Por encima del fuego, me miró. La luz le daba en los labios húmedos, apretados; los huesos volvían a endurecérsele, a tensarse, como saliendo por su cuenta
de la sombra que manchaba su cara. La cabeza le nacía de los hombros, clavada de un golpe en el cuerpo.
—Allá —dijo, y cantaba como todos los cordobeses, como el voluntario Ramírez— por lo menos son nuevitas. Frescas. Acá son todas viejas, como anoche. A
mí no me gusta la carne cocida. Me gusta cocinármela yo.
Había sacado un cigarrillo arrugado, de alguna parte. Lo prendió con una brasa, que sostenía tranquilamente en las manos.
—Y por lo de las cartas ya podei callarte, le voy a pedir a otro.

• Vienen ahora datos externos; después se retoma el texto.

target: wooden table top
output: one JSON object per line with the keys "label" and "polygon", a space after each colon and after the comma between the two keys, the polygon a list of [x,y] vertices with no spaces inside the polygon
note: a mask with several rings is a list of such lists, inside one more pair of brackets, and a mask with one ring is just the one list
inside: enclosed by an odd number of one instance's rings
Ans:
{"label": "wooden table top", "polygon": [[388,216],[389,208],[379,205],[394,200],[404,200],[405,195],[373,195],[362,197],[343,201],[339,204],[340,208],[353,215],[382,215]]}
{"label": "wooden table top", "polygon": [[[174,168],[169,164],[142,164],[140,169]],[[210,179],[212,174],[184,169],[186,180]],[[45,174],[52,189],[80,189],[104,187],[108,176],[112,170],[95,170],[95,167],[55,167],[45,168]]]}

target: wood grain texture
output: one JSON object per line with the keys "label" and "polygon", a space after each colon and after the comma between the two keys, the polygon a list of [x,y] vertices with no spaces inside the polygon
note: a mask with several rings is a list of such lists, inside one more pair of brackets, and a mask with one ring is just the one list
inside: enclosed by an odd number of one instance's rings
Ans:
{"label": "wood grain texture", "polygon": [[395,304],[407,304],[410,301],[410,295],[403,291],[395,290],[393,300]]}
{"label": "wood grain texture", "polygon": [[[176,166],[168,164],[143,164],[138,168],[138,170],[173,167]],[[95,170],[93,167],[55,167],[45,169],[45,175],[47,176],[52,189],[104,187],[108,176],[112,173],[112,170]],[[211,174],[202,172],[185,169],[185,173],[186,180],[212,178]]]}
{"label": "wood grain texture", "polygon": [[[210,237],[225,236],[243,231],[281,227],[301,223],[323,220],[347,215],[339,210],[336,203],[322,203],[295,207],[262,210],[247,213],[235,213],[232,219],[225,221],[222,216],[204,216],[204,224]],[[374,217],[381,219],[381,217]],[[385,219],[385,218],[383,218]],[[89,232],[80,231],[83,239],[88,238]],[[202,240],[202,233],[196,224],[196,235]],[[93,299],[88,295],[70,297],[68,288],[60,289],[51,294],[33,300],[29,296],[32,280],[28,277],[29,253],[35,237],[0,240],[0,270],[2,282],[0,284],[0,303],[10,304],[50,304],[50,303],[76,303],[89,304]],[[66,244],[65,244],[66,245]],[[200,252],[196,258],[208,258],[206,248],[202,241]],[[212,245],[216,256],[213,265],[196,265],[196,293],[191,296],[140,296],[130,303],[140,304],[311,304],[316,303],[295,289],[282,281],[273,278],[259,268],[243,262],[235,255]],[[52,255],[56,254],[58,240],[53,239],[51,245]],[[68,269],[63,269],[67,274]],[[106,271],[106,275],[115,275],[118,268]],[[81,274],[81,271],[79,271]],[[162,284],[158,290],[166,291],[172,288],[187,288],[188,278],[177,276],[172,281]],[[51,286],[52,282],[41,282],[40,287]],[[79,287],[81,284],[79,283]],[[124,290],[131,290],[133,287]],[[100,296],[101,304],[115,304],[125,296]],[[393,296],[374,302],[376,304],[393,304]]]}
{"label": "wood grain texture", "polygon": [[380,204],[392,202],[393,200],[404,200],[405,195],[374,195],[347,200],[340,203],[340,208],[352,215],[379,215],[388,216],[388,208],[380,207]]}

—A un porteño, ¿no, Cogote? —le pregunté—, y eso que les tenés rabia.
—A Carnelutti, que es bien cordobés y estudia en la de Medicina.
—Por eso —dije—, es como si fuera porteño.. Es rubio y hasta va a la facultad.
Se oyeron voces en el puesto número uno, a veinte metros. El soldado de guardia se presentaba al oficial de turno. Oímos, clarita, la voz de Laporta, preguntándole
la consigna.
—Ahí está tu amigo —dijo Quinteros—. Pero contá, che Córdoba, cómo siguió lo de ayer.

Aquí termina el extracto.